The majority of the clips and articles found within the archive are either anonymous or attributed to ‘A Housewife’ or ‘A Cook’: the generic name for the staff writer assigned to cookery matters.
But from the mid twenties onward, names begin to appear more regularly. The cook as a personality began to emerge on the pages of magazines and newspapers. There are a number of ‘writers’ who appear in the archive that were well known in their time as, I suppose ‘celebrity chef’s’ Phillip Harben, Marguerite Patten, Susan King and Fanny Craddock to name but a few.
But one of the most prolific and wide-ranging of these has to be Elizabeth Craig. (left)
Born in Linlithgowshire on 16 February 1883 she was one of eight children. Her father was a minister of the Free Church of Scotland and the family lived at the Manse in Memus, Kirriemuir, in Scotland.
She first published a cookery feature in the Daily Express in 1920, after 8 years in journalism. A talented writer, Craig was soon noticed by other newspapers and magazines who engaged her to write for them.
Craig, like many other food writers successfully managed to make a career from her love and passion for cooking. Her love of cooking lasted her whole life.
She started to cook when she was six and she began collecting recipes from the age of 12.
She published her first book in 1923 and a successful career ensued, publications appearing in many national newspapers, and many more books being written.

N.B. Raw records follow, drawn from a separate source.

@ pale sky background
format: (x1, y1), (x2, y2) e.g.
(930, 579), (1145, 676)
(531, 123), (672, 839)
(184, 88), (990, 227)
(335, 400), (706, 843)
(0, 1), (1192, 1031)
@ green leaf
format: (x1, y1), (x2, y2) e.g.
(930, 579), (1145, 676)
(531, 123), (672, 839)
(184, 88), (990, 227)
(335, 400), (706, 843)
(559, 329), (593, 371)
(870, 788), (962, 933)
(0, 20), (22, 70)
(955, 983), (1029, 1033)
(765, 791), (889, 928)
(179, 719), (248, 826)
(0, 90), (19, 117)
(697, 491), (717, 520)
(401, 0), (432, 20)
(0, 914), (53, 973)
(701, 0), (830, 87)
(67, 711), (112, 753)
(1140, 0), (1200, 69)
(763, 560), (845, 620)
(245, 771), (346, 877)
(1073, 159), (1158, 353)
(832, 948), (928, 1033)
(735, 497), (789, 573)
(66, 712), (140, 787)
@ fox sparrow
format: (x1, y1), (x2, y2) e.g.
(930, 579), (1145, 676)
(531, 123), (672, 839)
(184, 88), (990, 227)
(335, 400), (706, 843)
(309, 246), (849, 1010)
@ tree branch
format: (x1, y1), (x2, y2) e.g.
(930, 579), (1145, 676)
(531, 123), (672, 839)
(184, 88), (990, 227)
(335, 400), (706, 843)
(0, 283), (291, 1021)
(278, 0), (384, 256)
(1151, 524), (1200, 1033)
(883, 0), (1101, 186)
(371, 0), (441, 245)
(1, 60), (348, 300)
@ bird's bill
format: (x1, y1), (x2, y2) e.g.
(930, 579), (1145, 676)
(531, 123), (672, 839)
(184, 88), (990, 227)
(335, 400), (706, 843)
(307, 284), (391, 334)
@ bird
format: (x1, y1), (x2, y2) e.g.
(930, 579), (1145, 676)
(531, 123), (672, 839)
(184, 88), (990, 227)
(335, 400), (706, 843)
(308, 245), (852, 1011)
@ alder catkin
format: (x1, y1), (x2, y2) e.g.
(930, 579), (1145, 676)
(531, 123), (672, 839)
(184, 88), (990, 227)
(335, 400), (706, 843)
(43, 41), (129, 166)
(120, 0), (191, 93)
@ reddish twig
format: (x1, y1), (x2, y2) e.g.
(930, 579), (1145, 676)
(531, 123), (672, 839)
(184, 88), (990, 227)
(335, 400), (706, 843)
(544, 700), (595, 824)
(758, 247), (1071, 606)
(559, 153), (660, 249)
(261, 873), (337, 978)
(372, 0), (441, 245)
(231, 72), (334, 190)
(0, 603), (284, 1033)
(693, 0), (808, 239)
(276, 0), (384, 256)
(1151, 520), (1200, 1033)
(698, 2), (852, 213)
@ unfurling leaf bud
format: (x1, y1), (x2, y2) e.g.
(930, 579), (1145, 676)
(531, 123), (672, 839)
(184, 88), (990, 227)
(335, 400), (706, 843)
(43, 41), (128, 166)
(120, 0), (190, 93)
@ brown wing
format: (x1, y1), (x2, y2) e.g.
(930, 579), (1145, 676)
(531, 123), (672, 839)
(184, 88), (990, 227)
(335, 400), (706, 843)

She was publishing cookery books from the end of World War I, all through World War II and well into the 80’s.
She began writing in times when food was scarce and rationing was heavily relied upon, and her career ended when the majority of households had a refrigerator and an opportunity to access a much wider variety of foods and her contribution to English culinary literature cannot be denied.
Through a love of food and cookery, Elizabeth Craig created a very large body of traditional British
recipes over her sixty year career.
Also included in this voluminous corpus are a considerable collection of recipes from other countries which she liked to collect during visits abroad.